Failure to Maintain and Post Accessible Survey Results for Residents and Public
Penalty
Summary
Facility staff failed to post the results of the most recent survey in a place readily accessible to residents, family members, and resident representatives, and failed to maintain survey reports from the three preceding years for review upon request. During an observation and interview with the front desk receptionist, the employee was unable to identify where the most recent State Agency survey results were kept and had to contact the Administrator for clarification. A binder labeled "Entrance Survey Results Book" was observed near the front entrance, but it only contained survey results from 2022, including a recertification and annual licensure survey, a licensure survey, an emergency preparedness and life safety code survey, and a federal comparative life safety code survey. No recent state or federal surveys were present in the binder at that time. During a Resident Council meeting, residents reported that they did not know that State inspection results were available to read or where to find them without having to ask. At the time of the observations and interviews, there was no evidence that the facility had posted the results of its most recent survey in an area readily accessible to residents, families, and resident representatives. Additionally, the facility did not have available, upon request, its survey reports for the prior three years, including certification surveys, complaint investigations, and any plan of correction in effect, and these reports were not maintained in areas easily accessible to the public.

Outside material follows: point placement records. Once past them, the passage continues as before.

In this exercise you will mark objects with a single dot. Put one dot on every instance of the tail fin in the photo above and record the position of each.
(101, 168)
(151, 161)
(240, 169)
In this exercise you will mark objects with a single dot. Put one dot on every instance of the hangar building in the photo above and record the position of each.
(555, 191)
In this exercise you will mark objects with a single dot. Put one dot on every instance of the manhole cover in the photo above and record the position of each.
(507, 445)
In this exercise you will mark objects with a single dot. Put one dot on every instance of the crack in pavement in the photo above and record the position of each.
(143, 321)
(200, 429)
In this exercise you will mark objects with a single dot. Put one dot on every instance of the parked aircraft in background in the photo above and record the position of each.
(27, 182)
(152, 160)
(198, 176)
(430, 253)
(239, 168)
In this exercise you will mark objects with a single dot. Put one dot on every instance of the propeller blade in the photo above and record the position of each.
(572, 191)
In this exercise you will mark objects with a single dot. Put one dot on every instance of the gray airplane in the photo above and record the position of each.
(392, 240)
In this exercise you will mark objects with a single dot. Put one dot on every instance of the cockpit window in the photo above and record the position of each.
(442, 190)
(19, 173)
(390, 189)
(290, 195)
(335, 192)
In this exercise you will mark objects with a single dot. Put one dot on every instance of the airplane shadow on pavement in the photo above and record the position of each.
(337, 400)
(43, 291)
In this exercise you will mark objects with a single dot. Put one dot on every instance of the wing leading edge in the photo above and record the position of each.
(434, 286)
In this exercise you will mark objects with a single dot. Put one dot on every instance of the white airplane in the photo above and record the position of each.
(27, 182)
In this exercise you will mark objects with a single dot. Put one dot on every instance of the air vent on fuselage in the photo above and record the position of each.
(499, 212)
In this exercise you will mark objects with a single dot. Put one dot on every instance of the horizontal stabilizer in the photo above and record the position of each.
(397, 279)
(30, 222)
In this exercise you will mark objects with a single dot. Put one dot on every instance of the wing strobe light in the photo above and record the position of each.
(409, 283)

Failure to Maintain Safe and Well-Maintained Kitchen Dry Storage Area
Penalty
Summary
Facility staff failed to maintain a safe, clean, comfortable, and homelike environment when damage to the physical environment in the kitchen dry storage room was not addressed. During an initial kitchen walkthrough on 03/02/2026 at approximately 11:15 AM, surveyors observed damaged drywall and a missing baseboard in the dry storage room. In a face-to-face interview conducted at the same time, the Food Service Manager (Employee #14) acknowledged the presence of the damaged drywall and missing baseboard in the dry storage area.